I wish them well. The 12-12-18 set-up being championed is so flawed they will need the persuasive powers of a snake charmer to convince the naysayers of its merits.
There are, admittedly, some benefits to a system that was used, and fairly rapidly discarded, in both Austria and Switzerland some years ago now.
The major clubs – and, in time, that will mean Old Firm rivals Celtic and Rangers – playing each other four times a season will please satellite broadcasters ESPN and Sky Sports. The continued backing of theses television companies prevents us becoming a Third World country in football terms.
One governing body running the senior leagues for the first time since 1998 is certainly welcome. There is too much disharmony and not nearly enough unity in our national game just now.
In addition, a pyramid structure underneath the senior leagues that rewards ambitious non-league clubs for success is also long overdue.
But there is also much wrong with what is being suggested.
Examining the current SPL table and then envisaging what would transpire if the proposed set-up was presently in place gives an idea of the difficulties that await.
Let us say, for the sake of argument, that both ninth- placed Hearts and bottom-placed Dundee lose their next games, to Celtic away and Hibs away respectively, later this month.
That would mean that, after 22 matches, the former would have 26 points while the latter would be some way adrift on 12 points.
In the current system, the Tynecastle club would be virtually assured of their place in the SPL next season with such a large gap. Their Dens Park rivals, on the other hand, would be hard pushed to survive.
Yet, in the brave new world of the "Championship" – the radical new "play-off zone" being proposed by our governing bodies – things would not be so clear-cut.
The points would be reset. Hearts could end up getting relegated as a result of their performances in the final 14 games.
All it would take to derail their campaign would be a series of injuries to key players. Given the physical nature of football here, that is not uncommon.
Meanwhile, Dundee, if they produced a late flourish, could easily end up winning.
Instead of taking on, say, Celtic, Aberdeen and their city rivals Hibs in packed stadiums, Hearts would have to content themselves with games against Morton, Partick Thistle and Raith Rovers.

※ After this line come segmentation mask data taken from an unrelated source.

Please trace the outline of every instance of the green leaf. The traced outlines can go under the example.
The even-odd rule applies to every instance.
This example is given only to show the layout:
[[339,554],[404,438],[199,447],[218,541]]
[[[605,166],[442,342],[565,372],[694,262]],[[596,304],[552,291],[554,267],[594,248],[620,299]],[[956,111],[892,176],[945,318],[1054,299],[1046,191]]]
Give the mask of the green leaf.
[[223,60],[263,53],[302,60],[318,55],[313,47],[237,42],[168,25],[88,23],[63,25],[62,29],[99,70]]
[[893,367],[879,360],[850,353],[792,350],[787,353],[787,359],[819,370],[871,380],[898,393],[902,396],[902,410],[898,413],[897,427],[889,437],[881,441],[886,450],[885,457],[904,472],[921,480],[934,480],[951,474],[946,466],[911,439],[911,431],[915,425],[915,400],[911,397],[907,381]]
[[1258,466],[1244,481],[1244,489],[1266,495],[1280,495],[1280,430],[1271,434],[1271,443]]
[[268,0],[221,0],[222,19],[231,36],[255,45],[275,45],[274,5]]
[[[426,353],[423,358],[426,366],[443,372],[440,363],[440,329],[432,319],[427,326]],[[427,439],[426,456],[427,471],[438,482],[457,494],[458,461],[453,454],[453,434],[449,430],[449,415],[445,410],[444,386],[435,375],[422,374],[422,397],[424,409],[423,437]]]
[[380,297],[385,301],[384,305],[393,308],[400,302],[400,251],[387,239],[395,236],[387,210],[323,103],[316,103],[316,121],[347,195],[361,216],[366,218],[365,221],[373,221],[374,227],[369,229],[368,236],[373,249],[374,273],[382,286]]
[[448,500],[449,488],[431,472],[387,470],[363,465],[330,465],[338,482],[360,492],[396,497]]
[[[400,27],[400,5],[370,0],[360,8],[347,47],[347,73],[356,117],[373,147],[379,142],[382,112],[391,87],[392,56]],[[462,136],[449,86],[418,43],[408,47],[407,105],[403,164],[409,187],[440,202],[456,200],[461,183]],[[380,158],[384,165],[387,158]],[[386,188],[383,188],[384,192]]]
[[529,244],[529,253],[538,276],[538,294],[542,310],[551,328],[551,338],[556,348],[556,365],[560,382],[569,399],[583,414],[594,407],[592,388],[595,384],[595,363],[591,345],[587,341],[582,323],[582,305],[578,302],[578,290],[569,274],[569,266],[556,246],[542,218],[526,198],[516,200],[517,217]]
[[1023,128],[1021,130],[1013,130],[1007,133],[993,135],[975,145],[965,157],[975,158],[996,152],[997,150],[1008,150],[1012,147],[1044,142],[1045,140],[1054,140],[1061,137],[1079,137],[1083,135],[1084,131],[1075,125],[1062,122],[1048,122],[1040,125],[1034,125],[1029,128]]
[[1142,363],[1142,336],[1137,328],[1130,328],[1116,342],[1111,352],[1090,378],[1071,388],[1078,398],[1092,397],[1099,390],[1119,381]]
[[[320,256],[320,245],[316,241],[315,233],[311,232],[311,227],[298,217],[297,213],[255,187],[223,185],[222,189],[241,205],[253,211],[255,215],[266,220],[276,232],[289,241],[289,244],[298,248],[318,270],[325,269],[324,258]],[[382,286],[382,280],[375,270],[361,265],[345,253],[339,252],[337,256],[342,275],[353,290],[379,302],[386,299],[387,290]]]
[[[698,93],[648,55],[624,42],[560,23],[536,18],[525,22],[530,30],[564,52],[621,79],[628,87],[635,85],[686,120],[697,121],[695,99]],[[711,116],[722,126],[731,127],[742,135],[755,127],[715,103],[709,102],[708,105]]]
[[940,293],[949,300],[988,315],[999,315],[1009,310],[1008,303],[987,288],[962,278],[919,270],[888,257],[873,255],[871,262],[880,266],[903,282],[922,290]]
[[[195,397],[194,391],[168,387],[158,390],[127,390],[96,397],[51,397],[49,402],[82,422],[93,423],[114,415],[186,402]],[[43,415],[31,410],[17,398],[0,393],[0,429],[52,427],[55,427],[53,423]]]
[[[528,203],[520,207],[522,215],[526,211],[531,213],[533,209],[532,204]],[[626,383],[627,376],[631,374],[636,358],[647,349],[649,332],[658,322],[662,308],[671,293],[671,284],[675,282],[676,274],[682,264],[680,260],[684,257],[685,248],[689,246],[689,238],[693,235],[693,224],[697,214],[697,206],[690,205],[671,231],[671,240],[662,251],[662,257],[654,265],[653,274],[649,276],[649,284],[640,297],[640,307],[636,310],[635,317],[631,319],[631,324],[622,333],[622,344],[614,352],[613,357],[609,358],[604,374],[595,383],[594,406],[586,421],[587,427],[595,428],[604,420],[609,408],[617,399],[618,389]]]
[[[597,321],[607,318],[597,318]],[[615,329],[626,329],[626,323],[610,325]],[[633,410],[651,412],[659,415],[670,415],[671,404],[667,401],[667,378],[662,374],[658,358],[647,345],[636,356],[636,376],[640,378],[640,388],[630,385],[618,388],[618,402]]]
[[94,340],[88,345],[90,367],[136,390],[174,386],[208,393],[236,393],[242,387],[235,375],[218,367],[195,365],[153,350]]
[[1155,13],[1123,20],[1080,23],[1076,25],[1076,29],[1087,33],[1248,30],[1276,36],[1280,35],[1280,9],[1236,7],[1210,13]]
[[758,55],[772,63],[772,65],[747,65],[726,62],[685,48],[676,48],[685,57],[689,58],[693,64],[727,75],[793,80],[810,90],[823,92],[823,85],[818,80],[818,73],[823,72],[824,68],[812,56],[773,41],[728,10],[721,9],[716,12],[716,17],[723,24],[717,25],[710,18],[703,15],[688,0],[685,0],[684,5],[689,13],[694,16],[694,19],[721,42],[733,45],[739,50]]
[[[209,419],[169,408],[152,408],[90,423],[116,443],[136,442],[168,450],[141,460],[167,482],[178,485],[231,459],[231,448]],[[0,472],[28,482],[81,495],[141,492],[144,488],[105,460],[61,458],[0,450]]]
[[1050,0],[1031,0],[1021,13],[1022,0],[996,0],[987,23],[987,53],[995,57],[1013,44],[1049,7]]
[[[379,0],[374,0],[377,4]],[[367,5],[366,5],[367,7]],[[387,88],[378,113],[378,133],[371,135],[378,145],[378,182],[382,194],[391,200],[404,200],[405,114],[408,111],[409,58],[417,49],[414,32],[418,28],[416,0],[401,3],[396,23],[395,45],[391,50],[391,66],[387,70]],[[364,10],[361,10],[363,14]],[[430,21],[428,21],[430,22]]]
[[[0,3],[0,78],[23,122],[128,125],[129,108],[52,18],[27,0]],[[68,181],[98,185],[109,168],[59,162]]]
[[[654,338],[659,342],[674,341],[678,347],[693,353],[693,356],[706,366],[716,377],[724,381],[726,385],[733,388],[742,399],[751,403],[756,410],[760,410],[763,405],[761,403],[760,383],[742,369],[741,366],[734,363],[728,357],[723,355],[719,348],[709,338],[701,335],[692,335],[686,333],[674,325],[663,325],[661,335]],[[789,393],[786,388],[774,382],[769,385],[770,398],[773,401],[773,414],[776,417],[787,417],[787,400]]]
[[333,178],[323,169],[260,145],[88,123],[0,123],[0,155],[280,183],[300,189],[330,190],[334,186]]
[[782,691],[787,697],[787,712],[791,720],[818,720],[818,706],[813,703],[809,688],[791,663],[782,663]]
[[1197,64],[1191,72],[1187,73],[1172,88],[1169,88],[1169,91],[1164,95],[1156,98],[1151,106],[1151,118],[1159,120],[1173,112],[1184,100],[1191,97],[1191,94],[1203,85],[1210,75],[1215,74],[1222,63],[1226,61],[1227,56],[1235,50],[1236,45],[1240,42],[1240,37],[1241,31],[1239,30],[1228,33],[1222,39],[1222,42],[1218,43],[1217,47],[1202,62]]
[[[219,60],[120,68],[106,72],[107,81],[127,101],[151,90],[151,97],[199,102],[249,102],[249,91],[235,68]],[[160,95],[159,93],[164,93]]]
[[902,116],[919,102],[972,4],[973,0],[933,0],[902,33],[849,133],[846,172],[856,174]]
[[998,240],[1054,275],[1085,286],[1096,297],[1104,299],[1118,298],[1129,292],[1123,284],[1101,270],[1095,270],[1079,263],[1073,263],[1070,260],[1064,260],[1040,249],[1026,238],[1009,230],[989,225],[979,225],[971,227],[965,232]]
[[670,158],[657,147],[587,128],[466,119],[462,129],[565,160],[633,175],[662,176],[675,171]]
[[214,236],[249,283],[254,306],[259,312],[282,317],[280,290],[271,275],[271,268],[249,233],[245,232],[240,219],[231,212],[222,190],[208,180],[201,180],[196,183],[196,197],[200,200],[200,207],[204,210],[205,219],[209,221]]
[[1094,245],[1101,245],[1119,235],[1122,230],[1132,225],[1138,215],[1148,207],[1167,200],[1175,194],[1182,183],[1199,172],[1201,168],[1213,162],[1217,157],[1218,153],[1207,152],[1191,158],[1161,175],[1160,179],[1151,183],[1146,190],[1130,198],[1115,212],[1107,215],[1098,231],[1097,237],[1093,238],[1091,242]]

And that would be despite, over the course of the previous nine months, outperforming a club that retained its top-flight status by default.
Imagine the anger, bitterness and resentment – emotions we have quite enough of in Scottish football as things stand, thank you – that would create in Hearts' fans, players and officials.
The apathy, in some cases amusement, that currently exists towards what is patently an unfair system will rapidly turn to outrage and acrimony as clubs fall foul of its imperfections.
There are more concerns. It is, for example, extremely difficult to see how the 12-12-18 system will help to promote youth.
If a club has just 22 games to safeguard its lucrative place in the "Premier Division" is it really going to take a chance on a promising kid? Of course not.
If it then has a paltry 14 games to secure a position among the leading clubs the following season is it going to put its faith in an untried boy? Not a chance.
There is a chance the proposed structure could still be rejected by SPL and SFL clubs.
If it gets the green light, though, its many shortcomings surely mean it is doomed to failure.